Metadata-Version: 2.4
Name: byline-audit
Version: 0.3.0
Summary: Comparative attribution analysis tool for take-home hiring submissions on GitHub.
Author-email: Omni <omni@rupiv.ai>, rupivbluegreen <6534217+rupivbluegreen@users.noreply.github.com>, Claude Code <noreply@anthropic.com>
License: Apache-2.0
Project-URL: Homepage, https://github.com/rupivbluegreen/byline
Project-URL: Issues, https://github.com/rupivbluegreen/byline/issues
Keywords: comparative-analysis,attribution,github,hiring,code-review
Classifier: Development Status :: 3 - Alpha
Classifier: Intended Audience :: Developers
Classifier: License :: OSI Approved :: Apache Software License
Classifier: Operating System :: OS Independent
Classifier: Programming Language :: Python :: 3
Classifier: Programming Language :: Python :: 3.10
Classifier: Programming Language :: Python :: 3.11
Classifier: Programming Language :: Python :: 3.12
Classifier: Topic :: Software Development :: Quality Assurance
Requires-Python: >=3.10
Description-Content-Type: text/markdown
License-File: LICENSE
License-File: NOTICE
Requires-Dist: typer>=0.12
Requires-Dist: httpx>=0.27
Requires-Dist: python-docx>=1.1
Requires-Dist: textstat>=0.7
Requires-Dist: language-tool-python>=2.8
Requires-Dist: rich>=13
Requires-Dist: pydantic>=2.7
Requires-Dist: gitpython>=3.1
Requires-Dist: prompt_toolkit>=3.0
Provides-Extra: llm
Requires-Dist: anthropic>=0.40; extra == "llm"
Requires-Dist: openai>=1.0; extra == "llm"
Provides-Extra: dev
Requires-Dist: pytest>=8; extra == "dev"
Requires-Dist: pytest-cov; extra == "dev"
Requires-Dist: ruff; extra == "dev"
Requires-Dist: black; extra == "dev"
Requires-Dist: mypy; extra == "dev"
Dynamic: license-file

# byline

`byline` is a comparative attribution toolkit for hiring reviewers. It compares the writing surface of a take-home submission (its READMEs, comments, and shell scripts) against the same candidate's prior public GitHub writing, and reports where the two diverge. Output is framed as a set of stylistic signals for human review, not as a judgement about who wrote the code.

![PyPI](https://img.shields.io/pypi/v/byline-audit.svg)
![Python](https://img.shields.io/pypi/pyversions/byline-audit.svg)
![CI](https://github.com/rupivbluegreen/byline/actions/workflows/ci.yml/badge.svg)
![License](https://img.shields.io/badge/license-Apache--2.0-blue.svg)

## What this is, what this isn't

`byline` measures eight stylistic signals on a candidate's submission (em-dash density, emoji-in-headers ratio, sentence length, lexical diversity, typo rate, vocabulary sophistication, banner-comment density, and progress-UX scaffolding), compares each against the candidate's own GitHub baseline, and surfaces the deltas.
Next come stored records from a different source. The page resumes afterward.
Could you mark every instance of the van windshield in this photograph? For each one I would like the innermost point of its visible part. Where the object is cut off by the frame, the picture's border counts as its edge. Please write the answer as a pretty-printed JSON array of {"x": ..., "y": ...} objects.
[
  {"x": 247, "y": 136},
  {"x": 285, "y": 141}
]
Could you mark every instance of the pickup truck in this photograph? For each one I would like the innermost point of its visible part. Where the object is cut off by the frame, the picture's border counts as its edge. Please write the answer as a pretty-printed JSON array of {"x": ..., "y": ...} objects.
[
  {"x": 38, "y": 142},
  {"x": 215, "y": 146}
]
It also runs a catalogue of phrasing and structural fingerprints against the prose, plus disproportion checks on doc-to-code ratio, diagram inventory, numbered-diagram patterns, and comment density. The intent is to give a reviewer one extra structured data point when deciding whether a submission warrants a follow-up conversation.
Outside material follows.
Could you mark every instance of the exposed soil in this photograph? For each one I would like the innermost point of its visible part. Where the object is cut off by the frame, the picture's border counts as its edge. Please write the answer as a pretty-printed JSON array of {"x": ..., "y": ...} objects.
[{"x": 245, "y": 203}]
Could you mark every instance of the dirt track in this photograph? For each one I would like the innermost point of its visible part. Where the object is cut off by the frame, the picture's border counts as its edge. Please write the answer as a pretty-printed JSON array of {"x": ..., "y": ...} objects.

`byline` does not classify writing as machine-authored or human-authored. Nothing in the output asserts authorship, and the framing is comparative attribution analysis rather than detection. The tool is built around the assumption that humans and machines both write prose, and the only signal worth surfacing is whether the submission diverges sharply from the candidate's own observable writing history. Treat every report as one input among many, alongside the interview, code review, and reference checks.

## Install

> macOS users: see [`docs/install-macos.md`](docs/install-macos.md) for a step-by-step setup.

`byline` ships in two modes. The base install is deterministic and has no LLM dependency; the `[llm]` extra adds the Anthropic and OpenAI SDKs and unlocks the subcommands that call an LLM.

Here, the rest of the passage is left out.